Why this matters
If you are a founder, product manager, or first-time streaming CTO, "we'll add live later" is one of the most expensive sentences you can say without understanding what changes. Live is not a feature you bolt onto a VOD platform; it is a second pipeline with its own real-time transcoding, its own contribution path, and a failure mode — you cannot re-run a broadcast — that VOD never has. This article gives you the mental model to see which parts you genuinely build twice and which parts you build once and share. By the end you will be able to read a "live + VOD" proposal and tell whether the vendor is reusing the shared spine or quietly billing you for two platforms.
Two products that share a building
Start with the cleanest way to hold both ideas at once. VOD (video on demand) is content that already exists as a file — a movie, an episode, a recorded class — that a viewer can start at any time. Live is content that is happening now — a match, a concert, a webinar — that a viewer joins in progress. The difference sounds obvious, but it reaches all the way down into the engineering, because one pipeline gets to work ahead of time and the other has to keep up with reality.

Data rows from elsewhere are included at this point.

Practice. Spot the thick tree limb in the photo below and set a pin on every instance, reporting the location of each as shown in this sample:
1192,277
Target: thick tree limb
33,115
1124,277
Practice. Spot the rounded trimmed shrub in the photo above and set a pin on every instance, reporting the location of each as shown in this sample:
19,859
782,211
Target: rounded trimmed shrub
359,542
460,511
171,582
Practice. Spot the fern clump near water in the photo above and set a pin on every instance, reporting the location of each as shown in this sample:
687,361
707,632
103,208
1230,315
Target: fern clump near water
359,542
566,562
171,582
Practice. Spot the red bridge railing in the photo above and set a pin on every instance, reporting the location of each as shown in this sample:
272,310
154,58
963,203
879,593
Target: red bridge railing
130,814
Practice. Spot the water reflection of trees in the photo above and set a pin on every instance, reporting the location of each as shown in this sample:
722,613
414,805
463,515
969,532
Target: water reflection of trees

Think of it as one building with two production lines. The VOD line is a print shop: a finished manuscript arrives, you typeset it carefully overnight, and you run as many copies as demand requires, whenever orders come in. The live line is a live television gallery: the show is happening in front of you, you have one pass to get it right, and the broadcast goes out as it is made. Same building, same loading dock, same delivery trucks — but the two lines have different machines at the front and different stakes when something jams.
Figure 1. Two pipelines, one platform. The front halves differ; the back half — package, protect, deliver, play, measure — is shared.
We will walk the VOD line first because it is the simpler of the two, then the live line, then the latency budget that makes live hard, then the shared back half that lets one platform serve both.
The VOD pipeline: encode once, store, serve
A VOD pipeline has the luxury of time. The source video — the high-quality master, called the mezzanine, the pristine copy you re-encode from and never show a viewer directly — arrives as a file and goes into object storage. Nothing is racing a clock. Because of that, every later step can be optimised for quality and cost rather than speed.
The transcoder builds the encoding ladder — the set of quality versions at different resolutions and bitrates that a player switches between as the network changes — and it can take its time. It can run per-title encoding, analysing each piece of content and tuning the ladder to it, because a film that will be watched a million times is worth a few extra minutes of compute to encode well. The transcode is a batch job: spin up machines, grind through the catalogue, spin them down. You pay for compute only while you encode, and you can run a thousand titles in parallel overnight.
Once encoded and packaged, the content sits on the origin and is served on demand. The same files answer a viewer in January and a viewer in December. This is why VOD delivery is so cache-friendly: a popular title is requested over and over, so the content delivery network's edge servers keep it close to viewers and rarely bother the origin. A high cache-hit ratio — the share of requests the edge serves from its own cache — is the norm for VOD, and a high cache-hit ratio is what keeps the delivery bill reasonable.
The defining property of VOD: encode once, store, serve many times. Time is on your side, quality is the priority, and the work is done before the first viewer arrives.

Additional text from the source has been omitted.